The Graph-CoT Framework

Graph-CoT represents a strategic departure from conventional text-based augmentation, emphasizing the iterative exploration of graph structures to enhance LLM reasoning capabilities. The framework comprises three principal components: LLM reasoning, LLM-graph interaction, and graph execution. This meticulous process enables LLMs to pinpoint and extract relevant information from the graph iteratively, substantially improving the model's ability to derive accurate conclusions from complex, structured knowledge sources.

Key Contributions and Findings

The research articulates several pivotal contributions:

  • The introduction of GRBench, a comprehensive dataset designed specifically for evaluating the efficacy of graph-augmented LLMs across five distinct domains: academic, e-commerce, literature, healthcare, and legal.
  • The development of the Graph-CoT framework, which significantly advances the capacity of LLMs to iteratively reason with graph-structured knowledge sources.
  • Comprehensive experimental validation demonstrating the superior performance of Graph-CoT over several baseline methodologies, including standard LLMs, text retrieval-augmented LLMs (Text RAG), and graph retrieval-augmented LLMs (Graph RAG).
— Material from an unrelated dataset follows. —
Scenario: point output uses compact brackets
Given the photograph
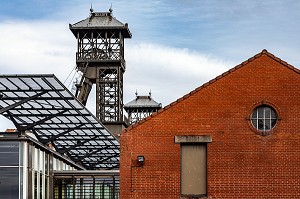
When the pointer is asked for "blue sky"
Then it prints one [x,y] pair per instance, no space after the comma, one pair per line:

The findings consistently illustrate that Graph-CoT outperforms baseline approaches across all domains included in the GRBench dataset. These results underscore the framework's potential to significantly enhance the reasoning capabilities of LLMs by leveraging the intrinsic structure of graph-based knowledge.

Implications and Future Directions

The implications of this research are multifold, spanning both theoretical advancements and practical applications. Theoretically, it highlights the limitations of existing LLM augmentation methodologies that fail to consider the structured nature of knowledge. Practically, it establishes a viable pathway towards leveraging graph-based external knowledge sources, opening new vistas in domains where knowledge is inherently interconnected.

Future research trajectories may explore several avenues, including the development of more sophisticated methods for graph understanding by LLMs and the enhancement of reasoning paradigms to accommodate more complex graph structures. Additionally, expanding the GRBench dataset or integrating dynamic graph knowledge sources could further refine and extend the framework's applicability and performance.

Conclusion

This research marks a significant step forward in the augmentation of LLMs with graph-structured external knowledge. By introducing the Graph-CoT framework and the GRBench benchmark dataset, it lays the groundwork for a new era of LLM capabilities, enabling more accurate, reliable, and nuanced reasoning across a broad spectrum of domains. The findings not only underscore the limitations of existing approaches but also pave the way for future innovations in LLM augmentation and reasoning methodologies.